See, the Death Star’s purpose as an artificial moon is not just a technological one; it’s a mythological one. The Emperor wants to strike terror into the hearts of his subjects. He doesn’t want to just blow them up; he wants to blow them up from a kickass robo-planet he flies around the galaxy with. Likewise, Lucas’ purpose is not to make a story that is technologically feasible, but mythologically resonant.

But I feel that because of this, some people think Star Wars is just about mythology. But Star Wars is about technology.

It’s also about how technology isn’t good enough. In its day, the movie was revolutionary for portraying a technologically advanced intergalactic civilization that still suffered from severe decay and poverty–as opposed to some generic, shiny science fiction world where enlightened man has conquered all obstacles. Star Wars is about rust, sleaze, and space stations.

There’s this super important scene in the movie where Darth Vader chokes Admiral Motti for having a disturbing lack of faith. Admiral Motti sees the Death Star as purely mechanical, but Vader–and the Emperor–aren’t fools. They recognize the spiritual–the Force–but only as a means to more power. Technology and imperial conquest are merely the consequence of their spiritual position.

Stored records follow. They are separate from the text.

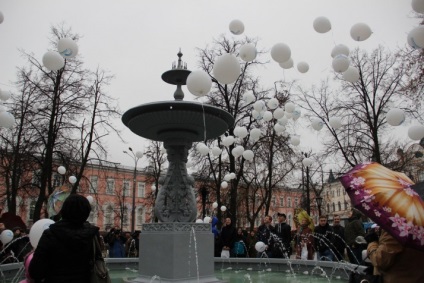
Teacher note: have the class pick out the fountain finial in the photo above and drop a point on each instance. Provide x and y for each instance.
(177, 76)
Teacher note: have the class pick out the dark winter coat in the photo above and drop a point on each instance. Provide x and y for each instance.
(64, 253)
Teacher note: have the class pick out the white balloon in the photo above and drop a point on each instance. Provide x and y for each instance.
(226, 69)
(416, 37)
(317, 124)
(335, 122)
(322, 25)
(418, 6)
(295, 140)
(395, 117)
(90, 199)
(259, 105)
(247, 52)
(279, 128)
(199, 83)
(248, 155)
(360, 32)
(267, 116)
(255, 134)
(7, 120)
(61, 170)
(67, 47)
(236, 27)
(139, 154)
(37, 230)
(242, 132)
(5, 95)
(258, 115)
(216, 151)
(248, 97)
(307, 162)
(340, 49)
(289, 107)
(287, 65)
(278, 113)
(53, 61)
(340, 63)
(283, 121)
(296, 113)
(6, 236)
(302, 67)
(72, 179)
(416, 132)
(280, 52)
(260, 246)
(272, 103)
(227, 141)
(351, 74)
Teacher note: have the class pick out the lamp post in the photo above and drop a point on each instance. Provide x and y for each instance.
(204, 193)
(318, 199)
(307, 162)
(135, 156)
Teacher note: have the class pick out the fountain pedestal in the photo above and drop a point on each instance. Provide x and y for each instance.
(176, 252)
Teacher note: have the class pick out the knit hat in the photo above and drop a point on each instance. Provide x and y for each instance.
(76, 209)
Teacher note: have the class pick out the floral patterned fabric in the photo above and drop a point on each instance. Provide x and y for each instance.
(387, 198)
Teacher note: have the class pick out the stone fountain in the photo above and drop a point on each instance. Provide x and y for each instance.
(177, 249)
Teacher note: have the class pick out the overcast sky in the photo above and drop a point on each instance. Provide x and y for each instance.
(138, 40)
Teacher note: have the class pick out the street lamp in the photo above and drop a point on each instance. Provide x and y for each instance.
(318, 199)
(307, 162)
(135, 156)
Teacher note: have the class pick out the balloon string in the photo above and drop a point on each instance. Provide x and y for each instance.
(204, 123)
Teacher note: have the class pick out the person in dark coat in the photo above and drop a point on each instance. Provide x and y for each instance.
(282, 247)
(354, 229)
(323, 239)
(228, 236)
(65, 250)
(265, 232)
(339, 243)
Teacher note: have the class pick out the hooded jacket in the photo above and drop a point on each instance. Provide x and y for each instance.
(64, 253)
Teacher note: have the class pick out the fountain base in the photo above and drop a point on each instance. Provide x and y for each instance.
(176, 252)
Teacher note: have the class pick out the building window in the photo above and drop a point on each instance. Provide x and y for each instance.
(126, 188)
(36, 178)
(140, 218)
(57, 180)
(110, 186)
(93, 184)
(108, 218)
(420, 176)
(140, 189)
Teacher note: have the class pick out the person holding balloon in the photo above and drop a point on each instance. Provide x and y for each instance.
(64, 252)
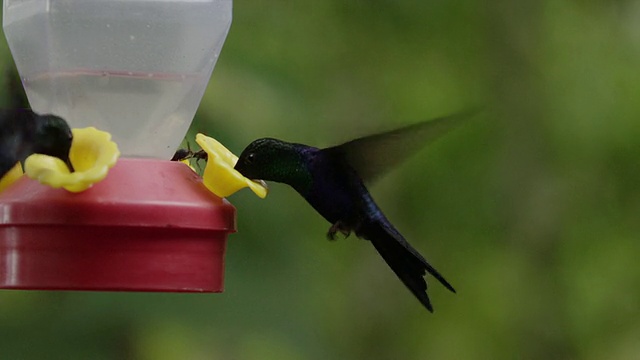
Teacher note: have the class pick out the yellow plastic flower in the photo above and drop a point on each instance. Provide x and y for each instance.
(219, 175)
(11, 176)
(92, 155)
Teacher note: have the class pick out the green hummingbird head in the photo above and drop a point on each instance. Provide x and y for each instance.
(275, 160)
(53, 137)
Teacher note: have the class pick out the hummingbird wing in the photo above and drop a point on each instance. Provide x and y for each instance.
(373, 155)
(405, 261)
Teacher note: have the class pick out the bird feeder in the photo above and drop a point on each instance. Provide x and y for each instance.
(136, 69)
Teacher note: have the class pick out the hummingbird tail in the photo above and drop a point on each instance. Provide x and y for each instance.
(406, 263)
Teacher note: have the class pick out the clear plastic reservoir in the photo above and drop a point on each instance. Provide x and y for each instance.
(135, 68)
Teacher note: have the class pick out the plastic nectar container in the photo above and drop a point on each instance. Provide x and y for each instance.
(137, 69)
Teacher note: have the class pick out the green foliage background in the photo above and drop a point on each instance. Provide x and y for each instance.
(530, 212)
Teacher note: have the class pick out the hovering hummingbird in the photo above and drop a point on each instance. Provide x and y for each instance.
(332, 180)
(23, 132)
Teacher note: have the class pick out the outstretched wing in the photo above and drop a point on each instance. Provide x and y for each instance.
(373, 155)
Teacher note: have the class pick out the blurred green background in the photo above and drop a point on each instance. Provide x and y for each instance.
(531, 212)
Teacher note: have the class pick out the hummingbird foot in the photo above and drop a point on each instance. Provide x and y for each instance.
(339, 226)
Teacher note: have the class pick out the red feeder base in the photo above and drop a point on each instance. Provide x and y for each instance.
(151, 225)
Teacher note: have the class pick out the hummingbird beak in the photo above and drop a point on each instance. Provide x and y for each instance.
(69, 165)
(262, 183)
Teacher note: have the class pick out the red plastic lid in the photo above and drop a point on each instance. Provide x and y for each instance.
(151, 225)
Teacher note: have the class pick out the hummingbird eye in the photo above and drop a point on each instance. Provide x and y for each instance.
(250, 158)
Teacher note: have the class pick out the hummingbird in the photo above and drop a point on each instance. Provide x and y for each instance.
(332, 180)
(24, 132)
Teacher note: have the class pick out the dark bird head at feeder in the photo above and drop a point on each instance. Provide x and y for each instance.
(25, 132)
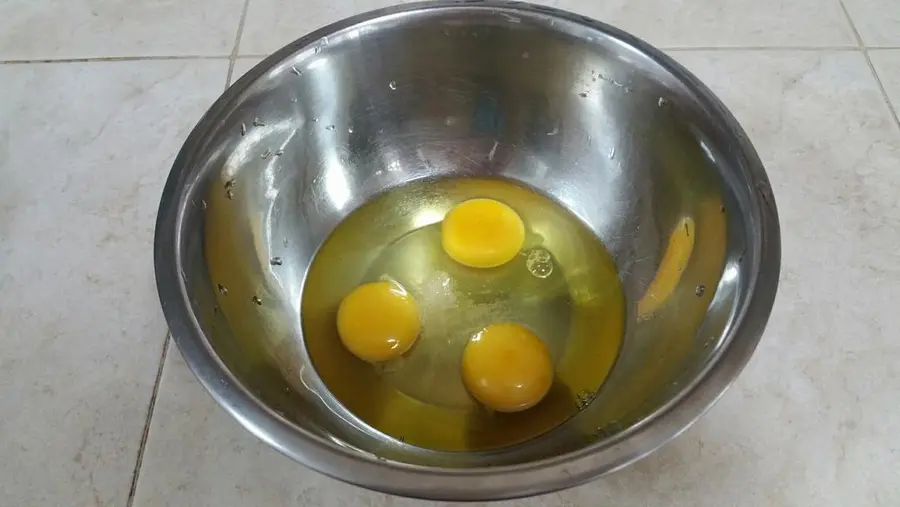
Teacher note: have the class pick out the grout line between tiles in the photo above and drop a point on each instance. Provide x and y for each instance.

But what is the result? A failing society only held together by fear.

Our heroes have to learn the truth. When Luke is in the Death Star trench, he has to put aside the targeting computer which has been shown to be ineffective. The only thing left he can trust in is the Force. And this is the message of Star Wars: technology isn’t good enough. Technology is always failing us. You need the spiritual.

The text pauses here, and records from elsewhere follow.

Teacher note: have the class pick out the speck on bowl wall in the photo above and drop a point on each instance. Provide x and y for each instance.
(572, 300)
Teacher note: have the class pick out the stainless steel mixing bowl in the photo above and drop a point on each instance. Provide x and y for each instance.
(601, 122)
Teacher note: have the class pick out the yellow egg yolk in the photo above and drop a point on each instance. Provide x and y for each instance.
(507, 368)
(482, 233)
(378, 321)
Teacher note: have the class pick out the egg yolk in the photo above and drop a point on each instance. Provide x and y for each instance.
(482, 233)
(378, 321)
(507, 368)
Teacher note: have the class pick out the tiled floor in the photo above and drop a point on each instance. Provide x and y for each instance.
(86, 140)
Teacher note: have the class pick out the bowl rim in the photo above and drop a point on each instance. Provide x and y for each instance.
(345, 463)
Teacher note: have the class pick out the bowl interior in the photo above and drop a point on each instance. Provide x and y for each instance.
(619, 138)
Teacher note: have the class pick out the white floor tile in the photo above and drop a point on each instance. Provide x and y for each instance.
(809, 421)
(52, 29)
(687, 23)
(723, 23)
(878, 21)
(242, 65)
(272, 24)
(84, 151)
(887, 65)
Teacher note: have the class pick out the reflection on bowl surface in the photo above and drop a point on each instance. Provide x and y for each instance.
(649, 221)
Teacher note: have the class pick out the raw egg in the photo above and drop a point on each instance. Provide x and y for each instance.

Darth Vader, then, can’t just be a cursed knight in a medieval suit of armor. His armor itself has to be his life support, the technology that has allowed him to carry on doing evil. And, at the end, when he has renounced power and the Emperor and the dark side for the sake of his son, he forsakes his armor, as well. He takes off the mask that kept him alive–and trapped–for so long, so that he can see his son face to face. That is the real, that is the spiritual. And more than that: it’s love. The Emperor is quite comfortable using his supernatural powers, but he doesn’t love a single thing.

Death Star –> Technology is corrupt / used by power hungry people / generally failing –> We as individuals / society need to be awakened to the spiritual –> Luke’s Heroic Journey  –> Anakin’s Heroic Journey –> Love

We see in Star Wars this wonderful harmonic chain of artifact to theme to aesthetic to story to character. All of its parts fit together so preciously well. From this conceptual pattern, all the rest descends naturally: of course it has to be lightsabers instead of just blasters or just swords, because a lightsaber is connected to both the future and the past, symbolic power and technological power. Of course it has to be droids, and space ships, and different planets, and so on and so forth. It’s not just fantasy, it’s not just science fiction. It is just the way it has to be. It’s Star Wars. And it’s great.

We are still left with some interesting questions:

I. How well do the sequels and prequels integrate the idea of ‘technology is not good enough’? Do they echo it at all?

II. I think there’s a possible lesson about post-commercial art here in the way that Star Wars (internally) fully disconnects itself from our pop culture while at the same time (externally) becoming one of the most powerful forces of it. This lends it a sort of internal purity while also being crazy profitable. Then again, you have Ewoks…

III. Star Wars falls just short of Christianity by leaving the supernatural as a mostly impersonal, mysterious power. How can we continue the narrative of the spiritual triumphant over technological while also representing the spiritual in the specific incarnation of Christ? What does Christian science fantasy look like? I’m predicting something akin to Mormonism. Mormons also happen to be super interested in science fiction… there’s something happening here.